Wilhelm holte Helene vom Dienst ab, wie immer hatte sie zehn Stunden gearbeitet und war mit zwei Pausen elf Stunden lang im Krankenhaus gewesen, er führte sie am Arm in die Konditorei und obwohl es bereits sechs Uhr am Abend war, bestellte Wilhelm Kuchen und Kaffee. Er zog Helene über den Tisch zu sich heran, sie müsse ein Geheimnis wahren. Er sei nicht nur für den Bau der 4 a Berlin – Stettin verantwortlich, sie werde sehen, eines Tages werde man bis nach Königsberg kommen! Wilhelms Augen glitzerten. Seine Stimme wurde jetzt noch leiser: Das Geheimnis sei aber dieses, die Wahl sei ausgerechnet auf ihn gefallen. Er habe den Auftrag erhalten, das unter seiner Aufsicht entwickelte Funkgerät dem Stettiner Flugplatz zu übergeben und den Peilsender an dem außerordentlich hohen Mast anbringen zu lassen. Der Flughafen sollte für die Luftwaffe ausgebaut werden. Wilhelm strahlte, er sah nicht stolz aus, eher verwegen und kühn. Seine Augen erkannten und versprachen Abenteuer. Wie selbstverständlich nahm Wilhelm ihre Kuchengabel, stach ein Stück des Kuchens ab und führte es zu ihrem Mund. Seine Tätigkeit habe sich so stark in Richtung Pommern verlagert, dass man ihm nahegelegt habe, seinen Wohnsitz dorthin zu verlegen.
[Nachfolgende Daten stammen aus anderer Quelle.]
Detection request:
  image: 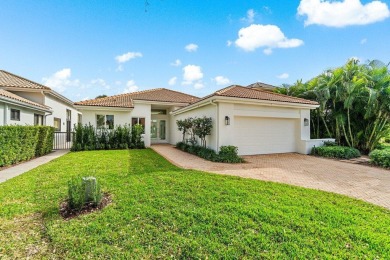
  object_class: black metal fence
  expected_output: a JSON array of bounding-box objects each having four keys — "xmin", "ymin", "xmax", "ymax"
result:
[{"xmin": 53, "ymin": 132, "xmax": 74, "ymax": 150}]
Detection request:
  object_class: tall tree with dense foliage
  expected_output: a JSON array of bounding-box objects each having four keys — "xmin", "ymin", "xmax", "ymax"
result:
[{"xmin": 276, "ymin": 59, "xmax": 390, "ymax": 152}]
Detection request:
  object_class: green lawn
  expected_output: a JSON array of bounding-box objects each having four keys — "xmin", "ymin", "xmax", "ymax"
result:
[{"xmin": 0, "ymin": 149, "xmax": 390, "ymax": 259}]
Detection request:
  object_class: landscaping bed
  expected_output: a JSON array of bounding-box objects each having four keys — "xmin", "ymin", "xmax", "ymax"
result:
[{"xmin": 0, "ymin": 149, "xmax": 390, "ymax": 259}]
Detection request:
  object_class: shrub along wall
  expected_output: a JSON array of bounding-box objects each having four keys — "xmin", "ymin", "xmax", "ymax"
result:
[
  {"xmin": 0, "ymin": 126, "xmax": 54, "ymax": 167},
  {"xmin": 71, "ymin": 124, "xmax": 145, "ymax": 151}
]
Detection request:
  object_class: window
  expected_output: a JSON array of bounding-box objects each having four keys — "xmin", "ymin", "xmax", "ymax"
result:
[
  {"xmin": 11, "ymin": 109, "xmax": 20, "ymax": 121},
  {"xmin": 152, "ymin": 109, "xmax": 167, "ymax": 115},
  {"xmin": 34, "ymin": 114, "xmax": 43, "ymax": 125},
  {"xmin": 54, "ymin": 117, "xmax": 61, "ymax": 132},
  {"xmin": 96, "ymin": 115, "xmax": 114, "ymax": 129},
  {"xmin": 131, "ymin": 117, "xmax": 145, "ymax": 134}
]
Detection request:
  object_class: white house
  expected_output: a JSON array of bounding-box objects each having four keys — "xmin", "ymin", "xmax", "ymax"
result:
[
  {"xmin": 75, "ymin": 83, "xmax": 325, "ymax": 155},
  {"xmin": 0, "ymin": 70, "xmax": 81, "ymax": 136}
]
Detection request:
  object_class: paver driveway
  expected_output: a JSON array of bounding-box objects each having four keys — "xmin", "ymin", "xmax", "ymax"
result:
[{"xmin": 152, "ymin": 145, "xmax": 390, "ymax": 209}]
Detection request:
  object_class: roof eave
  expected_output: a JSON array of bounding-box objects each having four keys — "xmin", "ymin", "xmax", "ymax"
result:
[{"xmin": 0, "ymin": 96, "xmax": 53, "ymax": 113}]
Helene nickte, sie beneidete Wilhelm nicht um seine Lebensfreude und die Begeisterung, den Glauben, etwas Wichtiges für das Volk, die Menschheit, insbesondere den technischen Fortschritt tun zu dürfen. Seine Freude gefiel ihr, die Leichtigkeit, mit der er lachte und sich auf die Schenkel klopfte, die war angenehm rücksichtslos, wie das Kichern der Schwestern.
Freust du dich? Das fragte Wilhelm Helene und ließ den Arm mit der Gabel sinken, als er bemerkte, dass sie keine Miene verzog und auch den Mund für den Kuchen nicht öffnete.